7/10
Wodehouse Brazil
31 May 2011
Warning: Spoilers
Warning, here there be spoilers.

Wodehouse is notoriously difficult to film. The usual reason given for this is that Wodehouse is a literary writer and half the fun is his wordplay. But Wodehouse wrote Byzantine plots that do not translate well to a medium where simplicity is the key to understanding.

Take impostors, for instance. Wodehouse loved what we today would call Identity Theft. He had characters staying in other people's houses under false identities all the time. The plot of "Picadilly Jim" is so involved and convoluted one character is staying in another person's home disguised as himself, and he begs a man who knows him not to reveal his true identity.

On top of all this, Wodehouse's fans know his books too well for short-cut liberties to be taken blithely. When one films Wodehouse, one takes one's life in one's hands, as in an aerialist act performed without a net.
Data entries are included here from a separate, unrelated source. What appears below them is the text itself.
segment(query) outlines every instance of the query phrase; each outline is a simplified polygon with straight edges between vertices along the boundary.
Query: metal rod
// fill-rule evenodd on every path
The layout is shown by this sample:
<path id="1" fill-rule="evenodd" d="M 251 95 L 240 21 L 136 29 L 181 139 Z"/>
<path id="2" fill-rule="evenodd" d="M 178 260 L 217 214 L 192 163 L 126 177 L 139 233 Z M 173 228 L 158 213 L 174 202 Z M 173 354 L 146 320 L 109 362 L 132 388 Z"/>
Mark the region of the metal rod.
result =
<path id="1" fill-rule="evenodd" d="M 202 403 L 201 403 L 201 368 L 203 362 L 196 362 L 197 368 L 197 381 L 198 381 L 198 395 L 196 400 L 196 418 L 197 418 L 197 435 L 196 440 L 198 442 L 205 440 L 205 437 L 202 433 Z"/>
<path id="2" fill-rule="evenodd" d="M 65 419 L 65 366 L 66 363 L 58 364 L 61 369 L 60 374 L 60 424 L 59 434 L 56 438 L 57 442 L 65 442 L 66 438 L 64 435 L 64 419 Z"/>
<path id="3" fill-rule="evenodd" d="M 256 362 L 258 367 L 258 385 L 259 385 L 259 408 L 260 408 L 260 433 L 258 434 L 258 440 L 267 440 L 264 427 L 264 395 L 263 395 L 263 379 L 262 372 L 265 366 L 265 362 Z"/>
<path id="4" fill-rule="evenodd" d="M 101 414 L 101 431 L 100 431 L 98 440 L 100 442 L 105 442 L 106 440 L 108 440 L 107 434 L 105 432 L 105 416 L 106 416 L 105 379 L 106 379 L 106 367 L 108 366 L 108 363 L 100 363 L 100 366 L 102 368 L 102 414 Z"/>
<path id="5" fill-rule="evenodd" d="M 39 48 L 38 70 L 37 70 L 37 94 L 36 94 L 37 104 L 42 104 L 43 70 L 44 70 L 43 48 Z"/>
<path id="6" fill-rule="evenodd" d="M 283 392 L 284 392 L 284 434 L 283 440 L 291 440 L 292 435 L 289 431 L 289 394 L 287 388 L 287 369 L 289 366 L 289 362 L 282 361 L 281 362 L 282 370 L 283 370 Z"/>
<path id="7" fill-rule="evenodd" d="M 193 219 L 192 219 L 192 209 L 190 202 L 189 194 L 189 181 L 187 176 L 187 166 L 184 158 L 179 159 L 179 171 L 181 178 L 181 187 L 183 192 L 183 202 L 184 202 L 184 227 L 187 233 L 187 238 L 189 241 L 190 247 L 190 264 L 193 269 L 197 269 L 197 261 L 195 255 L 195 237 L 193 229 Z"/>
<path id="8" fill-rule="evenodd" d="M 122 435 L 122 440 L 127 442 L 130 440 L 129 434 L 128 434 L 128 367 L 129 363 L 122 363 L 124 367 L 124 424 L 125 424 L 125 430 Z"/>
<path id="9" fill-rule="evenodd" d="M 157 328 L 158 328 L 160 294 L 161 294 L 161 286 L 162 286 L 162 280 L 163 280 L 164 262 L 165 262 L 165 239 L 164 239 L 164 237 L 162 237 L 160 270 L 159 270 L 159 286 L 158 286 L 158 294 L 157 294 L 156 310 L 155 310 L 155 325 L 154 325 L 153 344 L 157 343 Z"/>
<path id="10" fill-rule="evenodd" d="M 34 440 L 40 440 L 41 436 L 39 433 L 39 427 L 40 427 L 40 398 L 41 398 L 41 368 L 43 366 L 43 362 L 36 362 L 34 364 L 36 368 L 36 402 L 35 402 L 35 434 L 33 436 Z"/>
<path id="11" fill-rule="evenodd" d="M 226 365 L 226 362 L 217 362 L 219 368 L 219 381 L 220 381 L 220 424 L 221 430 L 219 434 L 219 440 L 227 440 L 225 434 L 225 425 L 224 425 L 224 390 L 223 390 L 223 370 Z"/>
This production started well by choosing a little-known Wodehouse novel, written before his "Golden Age" classics. The Jeeves and Blandings Castle sagas were only just poking their little heads out of their shells when PICADILLY JIM (the novel) was written.

It's a little known book, and not a very important one in the Wodehouse oeuvre. And they give it to you fast and slick. Like the "Airplane" movies, if you don't laugh at one thing, they keep throwing Wodehouse at you until they tickle your funny bone somewhere.
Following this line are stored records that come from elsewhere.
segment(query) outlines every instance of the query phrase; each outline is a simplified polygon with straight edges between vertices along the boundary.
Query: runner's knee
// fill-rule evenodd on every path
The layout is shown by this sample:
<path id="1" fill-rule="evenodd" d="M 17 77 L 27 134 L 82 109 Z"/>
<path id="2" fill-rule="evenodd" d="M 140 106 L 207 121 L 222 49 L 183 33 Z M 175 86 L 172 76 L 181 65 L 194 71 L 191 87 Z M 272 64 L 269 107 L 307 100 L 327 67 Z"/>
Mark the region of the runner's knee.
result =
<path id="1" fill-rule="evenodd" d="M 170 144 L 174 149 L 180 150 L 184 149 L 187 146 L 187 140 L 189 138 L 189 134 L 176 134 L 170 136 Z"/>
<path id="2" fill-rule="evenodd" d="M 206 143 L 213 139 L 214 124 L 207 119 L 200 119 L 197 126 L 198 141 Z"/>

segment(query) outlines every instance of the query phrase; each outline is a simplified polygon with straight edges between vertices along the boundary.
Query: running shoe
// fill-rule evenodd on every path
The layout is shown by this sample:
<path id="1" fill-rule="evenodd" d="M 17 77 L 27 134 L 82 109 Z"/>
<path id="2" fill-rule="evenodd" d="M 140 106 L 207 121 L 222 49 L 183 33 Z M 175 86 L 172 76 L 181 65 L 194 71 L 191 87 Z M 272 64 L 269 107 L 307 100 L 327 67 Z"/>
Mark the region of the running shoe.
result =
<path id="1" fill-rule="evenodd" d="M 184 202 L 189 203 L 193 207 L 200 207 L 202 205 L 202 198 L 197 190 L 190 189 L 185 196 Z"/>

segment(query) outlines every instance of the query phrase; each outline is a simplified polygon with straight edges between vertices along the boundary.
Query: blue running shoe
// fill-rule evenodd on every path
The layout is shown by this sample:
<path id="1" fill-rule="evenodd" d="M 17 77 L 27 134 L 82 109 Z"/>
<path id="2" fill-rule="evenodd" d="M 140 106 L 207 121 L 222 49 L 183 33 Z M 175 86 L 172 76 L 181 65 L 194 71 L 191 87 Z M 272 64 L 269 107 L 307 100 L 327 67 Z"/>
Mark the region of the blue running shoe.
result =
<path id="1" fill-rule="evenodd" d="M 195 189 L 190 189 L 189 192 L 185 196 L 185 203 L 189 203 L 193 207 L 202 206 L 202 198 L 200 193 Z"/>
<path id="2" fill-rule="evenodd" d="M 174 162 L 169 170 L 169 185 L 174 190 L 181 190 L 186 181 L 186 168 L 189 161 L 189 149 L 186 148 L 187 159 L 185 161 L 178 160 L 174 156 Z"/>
For Wodehouse purists, the adaptation sticks close to the books. Where the script deviates from Wodehouse writ, most of it is justifiable and a lot of new material is funny. And why not? It was scripted by Julian Fellowes, who, as an actor, played many a character that might have tumbled right out of Wodehouse.

Sam Rockwell ("The Hitchhiker's Guide to the Galaxy", "Midsummer Night's Dream"), tackling the part of the eponymous Jim, is one of those actors who seem born to play Wodehouse at some point. I'm glad he's playing a minor Wodehouse star.

The rest of the cast is fine, with Tom Wilkinson, another Wodehouse natural, as a standout. Geoffrey Palmer has a good turn as a Wodehouse butler. Frances O'Connor is a trifle too neurotic for a Wodehouse female (the younger Wodehouse women are usually more together than the men, though they become unhinged with age). Her neurosis is firmly grounded in the book; the script flowered out the character flaw out to make her role more interesting. And it makes a darn good scene when Jim finally discovers what's driving this wacky chick.

What is most criticized about this production is its clash of '30s and modern style. And sometimes, not even modern. It's more like Terry Gilliam's BRAZIL than anything human.

Yet the source novel itself is a good example of why this is not a bad policy. PICADILLY JIM came out in 1918. What was going on in 1918? Show of hands. That's right, World War One. Only a few years earlier, the steamship "Lusitania" was sunk by German U-boats. Yet in the book, there is no mention of the war that had been foremost on people's minds for years. Clubs and restaurants in London are populated by young men who are not shell-shocked or otherwise scarred from battle. They are the vapid but well-educated scions of the nobility who had been cannon fodder in the trenches for four years. Characters hop on steamships and go from New York to London and back to New York with no thought or mention of U-boats, mines, or other hazards to shipping.

Therefore, nearly one hundred years after this novel was first written, it does not seem bound to its time. Oh, the idea of traveling to England by steamship may be passé, but readers are not bogged down by the time-specific angst that makes so many "lost generation" novelists unpalatable today. Apart from a few mentions (such as in the novel QUICK SERVICE) no World War One intrudes into Wodehouse. Later on, though Wodehouse was in a German interment camp, England does not endure World War Two and his characters experience neither shortages nor bombings.

Nevertheless, though his characters seem stuck in their Edwardian pleasaunces, they do travel through time and keep up with certain new developments. Updating the book to the thirties made a lot of sense, but throwing in modern styles, while jolting in a Brazilian sort of way, also is not unWodehouse.

Warning: some unWodehouse things do appear, so strap in and be ready for them.

For an even more astute version of Wodehouse, see "Heavy Weather" with Peter O'Toole and Samuel West.